🤖 AI Summary
This work addresses truncation bias in offline evaluation of robotic manipulation policies, which arises from sparse rewards, non-monotonic progress, and limited trajectory lengths. The authors frame policy evaluation as a task-completion problem and introduce a liveness-based Bellman operator. By incorporating a discounted liveness formalism, the approach encodes task progress while preserving the contraction property of value functions, yielding a conservative value estimator robust to temporal truncation. Integrated with off-policy evaluation, vision-language-action models, diffusion policies, and human demonstration data, the method substantially outperforms baseline estimators such as TD(0) and Monte Carlo across multiple simulated manipulation tasks and real-world cloth-folding experiments, providing more accurate assessments of task progress and significantly reducing truncation bias.
📝 Abstract
Policy evaluation is a fundamental component of the development and deployment pipeline for robotic policies.
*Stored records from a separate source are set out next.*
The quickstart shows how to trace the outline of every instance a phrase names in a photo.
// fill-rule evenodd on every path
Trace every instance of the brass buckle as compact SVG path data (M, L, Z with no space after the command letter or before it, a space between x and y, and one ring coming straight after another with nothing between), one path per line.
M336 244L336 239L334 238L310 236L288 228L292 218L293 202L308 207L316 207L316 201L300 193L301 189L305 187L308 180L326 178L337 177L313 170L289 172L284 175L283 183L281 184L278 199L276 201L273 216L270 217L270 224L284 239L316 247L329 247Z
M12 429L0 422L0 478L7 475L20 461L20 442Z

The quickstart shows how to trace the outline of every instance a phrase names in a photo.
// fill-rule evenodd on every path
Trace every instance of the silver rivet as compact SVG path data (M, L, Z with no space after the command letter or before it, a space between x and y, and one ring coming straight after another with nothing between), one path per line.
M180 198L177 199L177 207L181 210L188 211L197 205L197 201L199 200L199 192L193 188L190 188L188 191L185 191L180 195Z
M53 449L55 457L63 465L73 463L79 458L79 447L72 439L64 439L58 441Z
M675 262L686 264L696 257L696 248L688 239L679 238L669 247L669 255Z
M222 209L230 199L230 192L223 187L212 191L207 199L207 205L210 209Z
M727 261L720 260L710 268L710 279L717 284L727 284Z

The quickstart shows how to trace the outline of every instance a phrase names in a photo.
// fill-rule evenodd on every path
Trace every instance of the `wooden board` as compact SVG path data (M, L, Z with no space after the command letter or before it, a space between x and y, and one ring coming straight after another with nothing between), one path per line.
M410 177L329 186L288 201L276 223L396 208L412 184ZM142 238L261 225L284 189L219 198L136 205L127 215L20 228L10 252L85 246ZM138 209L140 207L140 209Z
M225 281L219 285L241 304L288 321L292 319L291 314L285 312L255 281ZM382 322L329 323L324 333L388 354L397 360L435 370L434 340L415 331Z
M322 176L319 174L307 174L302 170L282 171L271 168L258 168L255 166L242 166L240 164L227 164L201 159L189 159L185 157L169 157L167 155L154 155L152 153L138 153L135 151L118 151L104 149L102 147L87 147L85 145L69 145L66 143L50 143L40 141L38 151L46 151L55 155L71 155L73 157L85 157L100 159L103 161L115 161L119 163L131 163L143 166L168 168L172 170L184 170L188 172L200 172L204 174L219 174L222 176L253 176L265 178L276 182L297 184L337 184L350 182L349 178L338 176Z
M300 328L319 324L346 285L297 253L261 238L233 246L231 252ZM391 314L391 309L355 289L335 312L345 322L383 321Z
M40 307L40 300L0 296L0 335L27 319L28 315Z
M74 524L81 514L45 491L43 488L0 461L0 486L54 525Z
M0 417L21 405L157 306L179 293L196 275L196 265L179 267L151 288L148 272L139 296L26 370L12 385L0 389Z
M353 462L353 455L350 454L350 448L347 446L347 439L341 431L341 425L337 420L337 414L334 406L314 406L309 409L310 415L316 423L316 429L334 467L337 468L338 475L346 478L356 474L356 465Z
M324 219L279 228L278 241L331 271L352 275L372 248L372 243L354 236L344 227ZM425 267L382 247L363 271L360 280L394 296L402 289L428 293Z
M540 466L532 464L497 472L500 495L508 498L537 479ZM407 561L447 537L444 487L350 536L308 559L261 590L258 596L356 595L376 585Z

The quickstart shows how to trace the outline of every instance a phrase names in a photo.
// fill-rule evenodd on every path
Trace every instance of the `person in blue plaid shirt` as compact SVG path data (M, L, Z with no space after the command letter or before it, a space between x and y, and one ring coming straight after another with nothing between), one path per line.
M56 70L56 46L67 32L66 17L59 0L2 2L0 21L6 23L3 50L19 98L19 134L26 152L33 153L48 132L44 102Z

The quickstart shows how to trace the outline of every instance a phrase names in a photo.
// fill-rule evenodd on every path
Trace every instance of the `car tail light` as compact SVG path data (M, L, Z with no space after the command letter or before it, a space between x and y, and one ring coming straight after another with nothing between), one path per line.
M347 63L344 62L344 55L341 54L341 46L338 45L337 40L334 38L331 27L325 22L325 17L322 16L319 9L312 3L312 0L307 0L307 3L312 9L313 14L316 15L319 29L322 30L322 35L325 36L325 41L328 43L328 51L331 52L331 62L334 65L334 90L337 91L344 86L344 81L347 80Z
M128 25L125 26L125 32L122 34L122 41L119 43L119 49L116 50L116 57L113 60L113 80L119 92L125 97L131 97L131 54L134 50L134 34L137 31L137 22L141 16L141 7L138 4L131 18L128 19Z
In modern manipulation systems, this problem is particularly challenging: rewards are often sparse, task progression of evaluation rollouts are often non-monotonic as the policies exhibit recovery behaviors, and evaluation rollouts are necessarily of finite length. This finite length introduces truncation bias, breaking the infinite-horizon assumptions underlying standard methods relying on Bellman equations/principle of optimality. In this work, we propose a framework for offline policy evaluation from sparse rewards based on a liveness-based Bellman operator. Our formulation interprets policy evaluation as a task-completion problem and yields a conservative fixed-point value function that is robust to finite-horizon truncation. We analyze the theoretical properties of the proposed operator, including contraction guarantees, and show how it encodes task progression while mitigating truncation bias. We evaluate our method on two simulated manipulation tasks using both a Vision-Language-Action model and a diffusion policy, and a cloth folding task using human demonstrations. Empirical results demonstrate that our approach more accurately reflects task progress and substantially reduces truncation bias, outperforming classical baselines such as TD(0) and Monte Carlo policy evaluation.